第五話『絶対神降臨』――アバン『諸行無常』
●平成二十三年九月二十四日(土曜)午後十一時五十七分――赤月市、市街地。
「なんでこんなにも世界は悲しみで満ちているんだろうね」
少しだけ欠けた月を見上げ、フードを被った不審者は呟く。
声変わり前の子供のようなソプラノボイス――声からは性別不詳。
優雅に溜息をつきながら、彼か彼女か判らない不審者が視線を地面に移すと――
「……う……ひょおぉ……」
そこには、アスファルトの上に倒れ伏す老人の姿があった。
彼こそはこの現人神降臨儀式『魔導書大戦』における最古参――五十年間、自らの相棒である精霊『観音様』を人間にして、女王様になってもらうことを夢みていたドM・無常さん。

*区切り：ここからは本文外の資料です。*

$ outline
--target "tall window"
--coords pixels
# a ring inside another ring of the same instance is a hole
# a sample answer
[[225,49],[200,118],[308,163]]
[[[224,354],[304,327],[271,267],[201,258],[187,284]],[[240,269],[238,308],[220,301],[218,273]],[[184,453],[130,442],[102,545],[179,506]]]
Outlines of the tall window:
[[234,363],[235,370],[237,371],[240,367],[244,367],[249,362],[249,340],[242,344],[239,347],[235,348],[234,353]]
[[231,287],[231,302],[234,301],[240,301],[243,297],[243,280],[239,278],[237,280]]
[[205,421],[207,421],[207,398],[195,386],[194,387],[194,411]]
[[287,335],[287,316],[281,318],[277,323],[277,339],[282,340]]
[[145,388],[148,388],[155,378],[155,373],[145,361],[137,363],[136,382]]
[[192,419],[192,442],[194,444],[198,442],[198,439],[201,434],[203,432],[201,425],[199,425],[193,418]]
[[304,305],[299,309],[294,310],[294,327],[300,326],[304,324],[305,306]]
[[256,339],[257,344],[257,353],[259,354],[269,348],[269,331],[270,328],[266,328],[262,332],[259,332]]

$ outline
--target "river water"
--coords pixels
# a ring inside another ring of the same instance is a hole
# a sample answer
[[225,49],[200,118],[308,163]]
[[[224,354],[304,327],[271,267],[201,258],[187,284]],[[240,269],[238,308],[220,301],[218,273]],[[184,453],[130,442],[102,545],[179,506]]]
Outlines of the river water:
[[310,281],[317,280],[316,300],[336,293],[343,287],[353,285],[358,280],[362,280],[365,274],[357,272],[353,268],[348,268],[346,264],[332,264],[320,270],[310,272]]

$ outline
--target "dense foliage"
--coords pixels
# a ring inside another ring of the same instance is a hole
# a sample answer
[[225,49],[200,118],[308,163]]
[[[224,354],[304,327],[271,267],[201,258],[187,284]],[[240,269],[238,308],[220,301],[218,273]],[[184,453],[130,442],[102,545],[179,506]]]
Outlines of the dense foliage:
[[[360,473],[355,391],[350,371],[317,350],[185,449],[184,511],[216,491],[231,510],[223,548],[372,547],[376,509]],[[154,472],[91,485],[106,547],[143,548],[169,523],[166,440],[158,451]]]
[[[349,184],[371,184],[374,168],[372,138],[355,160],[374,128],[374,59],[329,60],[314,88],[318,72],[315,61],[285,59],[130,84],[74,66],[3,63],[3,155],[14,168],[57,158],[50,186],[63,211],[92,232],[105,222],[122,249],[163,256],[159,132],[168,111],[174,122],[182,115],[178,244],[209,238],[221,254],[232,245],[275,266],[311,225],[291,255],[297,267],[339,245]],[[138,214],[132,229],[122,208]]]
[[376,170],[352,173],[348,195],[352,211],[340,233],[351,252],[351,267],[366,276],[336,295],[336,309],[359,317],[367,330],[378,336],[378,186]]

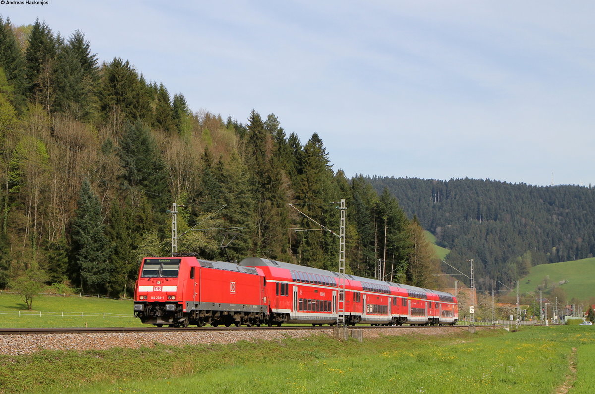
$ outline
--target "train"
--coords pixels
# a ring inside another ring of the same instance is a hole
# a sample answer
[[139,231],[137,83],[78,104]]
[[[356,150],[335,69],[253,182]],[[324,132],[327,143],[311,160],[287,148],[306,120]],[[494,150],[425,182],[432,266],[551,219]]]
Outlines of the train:
[[236,264],[182,254],[143,259],[134,312],[157,327],[453,325],[458,320],[456,298],[444,292],[267,258]]

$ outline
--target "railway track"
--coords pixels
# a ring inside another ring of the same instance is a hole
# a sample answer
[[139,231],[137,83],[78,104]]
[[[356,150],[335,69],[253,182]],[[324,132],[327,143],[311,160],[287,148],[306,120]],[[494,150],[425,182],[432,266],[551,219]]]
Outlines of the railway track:
[[[347,327],[348,330],[353,329],[365,329],[372,330],[394,329],[403,330],[408,329],[452,329],[456,327],[466,329],[468,326],[355,326]],[[0,335],[18,335],[33,334],[68,334],[68,333],[156,333],[156,332],[231,332],[239,331],[289,331],[290,330],[330,330],[331,326],[286,326],[283,327],[21,327],[21,328],[0,328]]]

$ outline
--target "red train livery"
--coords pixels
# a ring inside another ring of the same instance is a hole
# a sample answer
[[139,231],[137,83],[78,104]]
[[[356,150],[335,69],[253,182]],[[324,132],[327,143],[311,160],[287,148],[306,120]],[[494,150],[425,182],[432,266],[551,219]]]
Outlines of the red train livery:
[[[339,284],[345,284],[340,299]],[[146,258],[134,310],[159,327],[210,324],[454,324],[448,293],[251,257],[239,264],[195,257]]]

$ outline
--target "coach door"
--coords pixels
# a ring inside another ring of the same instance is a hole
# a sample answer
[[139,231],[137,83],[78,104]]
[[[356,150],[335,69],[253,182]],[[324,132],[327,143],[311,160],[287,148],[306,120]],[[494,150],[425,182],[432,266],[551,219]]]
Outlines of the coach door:
[[298,286],[293,286],[293,313],[298,312]]

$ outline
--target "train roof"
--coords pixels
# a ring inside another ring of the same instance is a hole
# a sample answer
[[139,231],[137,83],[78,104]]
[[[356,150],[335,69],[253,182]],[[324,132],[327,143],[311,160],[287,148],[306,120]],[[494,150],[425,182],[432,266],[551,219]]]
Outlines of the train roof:
[[[268,258],[262,258],[261,257],[248,257],[245,258],[242,261],[239,262],[240,265],[243,266],[253,266],[253,267],[278,267],[279,268],[286,268],[287,270],[293,270],[294,271],[301,271],[302,272],[309,272],[312,274],[318,274],[319,275],[330,275],[331,276],[334,276],[334,277],[341,277],[341,274],[334,271],[327,271],[327,270],[322,270],[321,268],[315,268],[312,267],[307,267],[306,265],[300,265],[299,264],[294,264],[290,262],[284,262],[283,261],[277,261],[277,260],[273,260]],[[374,284],[378,284],[380,286],[389,286],[394,287],[399,287],[406,290],[408,292],[411,293],[419,293],[419,292],[426,292],[436,294],[439,296],[452,296],[452,295],[448,293],[444,293],[444,292],[439,292],[436,290],[430,290],[428,289],[422,289],[421,287],[415,287],[412,286],[408,286],[407,284],[400,284],[400,283],[394,283],[393,282],[384,282],[382,280],[379,280],[378,279],[373,279],[372,278],[367,278],[363,276],[358,276],[357,275],[352,275],[350,274],[345,274],[345,276],[343,277],[346,278],[347,279],[352,279],[353,280],[358,280],[361,282],[365,282],[367,283],[372,283]]]
[[327,271],[321,268],[315,268],[306,265],[300,265],[293,264],[290,262],[284,262],[283,261],[277,261],[271,260],[268,258],[262,258],[262,257],[247,257],[239,263],[240,265],[248,267],[278,267],[286,270],[293,270],[294,271],[301,271],[302,272],[308,272],[311,274],[317,274],[318,275],[326,275],[327,276],[334,276],[340,277],[339,273],[333,271]]
[[226,271],[236,271],[237,272],[243,272],[248,274],[256,274],[258,272],[256,268],[251,267],[243,267],[234,262],[227,262],[226,261],[211,261],[209,260],[201,260],[198,262],[201,263],[201,267],[206,267],[211,268],[217,268],[218,270],[225,270]]

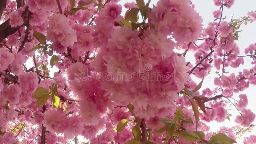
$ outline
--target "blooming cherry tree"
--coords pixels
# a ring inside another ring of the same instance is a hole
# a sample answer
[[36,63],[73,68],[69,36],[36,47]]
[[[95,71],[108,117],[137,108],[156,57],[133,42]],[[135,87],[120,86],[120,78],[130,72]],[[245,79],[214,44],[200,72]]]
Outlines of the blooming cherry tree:
[[[189,0],[118,1],[0,2],[0,143],[228,144],[254,126],[247,96],[232,97],[256,85],[256,65],[227,69],[256,64],[256,44],[241,56],[236,43],[255,12],[229,20],[234,0],[214,0],[203,28]],[[231,104],[236,125],[210,131]]]

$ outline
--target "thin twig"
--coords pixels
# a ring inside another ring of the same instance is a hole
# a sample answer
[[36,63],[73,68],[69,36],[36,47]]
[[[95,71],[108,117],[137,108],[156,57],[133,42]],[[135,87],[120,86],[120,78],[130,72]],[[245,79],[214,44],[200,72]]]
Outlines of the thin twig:
[[60,11],[60,13],[62,14],[62,10],[61,9],[61,6],[60,6],[60,1],[59,0],[56,0],[56,1],[57,2],[57,4],[58,5],[59,10]]
[[26,29],[26,34],[25,34],[25,37],[24,38],[24,39],[23,40],[23,41],[22,42],[22,43],[21,43],[21,45],[20,45],[20,48],[19,49],[19,50],[18,50],[18,52],[19,52],[21,51],[22,49],[23,49],[23,48],[24,47],[24,45],[25,45],[25,44],[26,44],[26,42],[28,40],[28,34],[29,33],[29,22],[28,23],[28,25],[27,26],[27,29]]
[[241,112],[240,112],[240,111],[239,111],[239,110],[238,110],[238,109],[237,109],[237,108],[236,108],[236,106],[235,105],[235,104],[234,104],[234,103],[233,103],[233,102],[232,102],[232,101],[231,101],[231,100],[229,100],[229,99],[228,99],[228,98],[227,98],[227,97],[225,97],[225,96],[223,96],[223,97],[224,97],[224,98],[226,98],[226,99],[228,99],[228,101],[230,101],[230,102],[231,102],[231,103],[232,103],[232,104],[233,104],[233,105],[235,107],[235,108],[236,108],[236,109],[237,110],[237,111],[238,111],[238,112],[239,112],[239,113],[240,113],[240,115],[241,115],[241,116],[242,116],[242,113],[241,113]]

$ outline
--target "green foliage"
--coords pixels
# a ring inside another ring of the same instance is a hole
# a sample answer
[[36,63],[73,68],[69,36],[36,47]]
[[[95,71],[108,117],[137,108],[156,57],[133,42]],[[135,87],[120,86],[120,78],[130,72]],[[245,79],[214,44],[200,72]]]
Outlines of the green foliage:
[[176,121],[180,119],[183,116],[183,112],[180,109],[180,108],[179,107],[176,110],[176,112],[175,113],[175,115],[174,116],[174,121]]
[[45,36],[42,34],[34,30],[34,36],[38,40],[41,44],[44,45],[46,44],[46,38]]
[[124,130],[126,125],[127,125],[127,123],[129,122],[129,121],[130,120],[129,119],[122,119],[119,123],[119,124],[117,124],[117,125],[116,127],[116,132],[119,132]]
[[54,95],[53,96],[53,98],[52,105],[56,108],[58,108],[60,105],[60,98]]
[[209,141],[213,144],[231,144],[236,142],[223,133],[218,133],[212,136]]
[[139,20],[138,13],[139,10],[138,9],[133,8],[126,11],[124,15],[124,19],[131,22],[136,22]]
[[166,129],[167,132],[170,135],[170,137],[172,137],[174,131],[176,129],[176,124],[173,124],[171,126],[168,126]]
[[193,109],[193,111],[194,112],[194,115],[195,115],[195,117],[196,118],[196,124],[197,125],[197,123],[199,121],[199,111],[198,110],[198,108],[196,105],[195,103],[193,100],[190,101],[191,103],[191,105],[192,106],[192,108]]
[[69,1],[69,2],[70,3],[70,5],[71,6],[71,8],[73,8],[75,7],[75,0],[70,0]]
[[59,58],[56,55],[53,55],[50,60],[50,65],[52,67],[59,61]]
[[138,140],[140,140],[140,137],[141,136],[141,132],[140,131],[140,126],[138,125],[135,125],[133,127],[132,132],[134,138]]
[[135,139],[132,139],[127,141],[125,144],[140,144],[140,142]]
[[189,123],[193,124],[194,124],[194,123],[193,123],[193,121],[192,120],[192,119],[190,118],[180,118],[180,119],[181,120],[182,123]]
[[184,139],[192,142],[197,141],[201,138],[194,132],[188,130],[177,132],[177,135],[181,136]]
[[168,118],[161,118],[159,121],[166,124],[175,124],[174,121]]

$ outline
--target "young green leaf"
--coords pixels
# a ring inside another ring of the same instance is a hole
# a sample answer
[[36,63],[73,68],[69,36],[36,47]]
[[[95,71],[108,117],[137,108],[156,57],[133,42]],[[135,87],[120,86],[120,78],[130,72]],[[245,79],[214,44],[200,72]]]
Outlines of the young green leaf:
[[34,30],[34,36],[39,41],[39,42],[43,45],[44,45],[46,44],[46,38],[45,36],[43,35],[42,34]]
[[197,125],[197,122],[199,121],[199,111],[198,110],[197,106],[194,102],[194,100],[191,100],[190,102],[193,109],[193,111],[194,112],[195,117],[196,118],[196,124]]
[[132,129],[132,134],[133,135],[134,138],[138,140],[140,140],[140,137],[141,136],[141,132],[140,131],[140,129],[138,125],[136,125]]
[[58,108],[60,105],[60,98],[55,95],[53,96],[53,100],[52,102],[52,105]]
[[175,124],[175,122],[174,121],[168,118],[161,118],[159,120],[159,121],[167,124]]
[[132,139],[127,141],[125,144],[140,144],[140,142],[135,139]]
[[54,66],[59,61],[59,58],[56,55],[53,55],[51,59],[50,60],[50,65],[52,67]]
[[231,144],[236,142],[223,133],[218,133],[212,136],[209,142],[214,144]]
[[202,139],[203,139],[204,137],[204,133],[201,131],[195,131],[194,132],[197,135],[200,137],[200,138]]
[[180,118],[180,119],[181,120],[181,122],[183,123],[190,123],[193,124],[194,123],[191,118]]
[[184,131],[181,131],[177,132],[177,135],[181,136],[184,139],[192,142],[197,141],[201,140],[200,137],[194,132],[186,130]]
[[38,99],[39,98],[48,95],[49,92],[43,87],[40,87],[38,88],[32,95],[32,97],[36,99]]
[[174,116],[174,121],[176,122],[182,117],[182,116],[183,116],[183,112],[181,111],[181,109],[180,109],[180,108],[179,107],[176,110],[176,112]]
[[138,13],[139,11],[138,9],[133,8],[128,10],[125,13],[124,18],[125,20],[130,21],[132,22],[136,22]]
[[174,124],[172,125],[171,126],[169,126],[166,129],[166,130],[169,134],[170,135],[170,136],[172,137],[172,135],[173,134],[175,130],[176,129],[176,124]]
[[127,123],[129,122],[129,119],[123,119],[121,120],[119,124],[117,124],[116,127],[116,132],[121,132],[124,129],[126,125],[127,125]]
[[36,104],[35,107],[36,108],[39,106],[43,106],[47,102],[47,100],[51,97],[50,95],[45,95],[42,96],[40,97],[37,99],[37,101],[36,101]]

――……うん。やられたのに幸せそうな表情でピクピクしてるとか、かなり気持ち悪いね。
不審者は嫌悪感を抱きつつも全力で我慢して――変態の懐からボロボロの巻物を奪う。
表面にかすれた文字で『西遊記』と刻まれた巻物。
無常さんの希望が詰まった魔導書。
「これが最後の魔導書……これで、儀式を行える」
魔導書大戦の表向きの最終目的――精霊人化の儀式。
作り物の幻想に希望を託す哀れな人々が、醜く喰らいあった果てに掴める汚れた奇跡。
「でも、物語のキャラクターが現実に出てくるなんておかしいよね」
ソイツにはそれが許せない。
この世界の理を無視するファンタジーが許せない。
「待ってて、イクサくん。ボクがキミを――」
そんな最低の争いに、イクサが関わっていることが許せない。
だからソイツは――
「救ってあげるよ」
その手で、全てを終わらせることを決めていた。
そんなワケで五人目のマスター・無常さん、イクサと出会う前に……敗北!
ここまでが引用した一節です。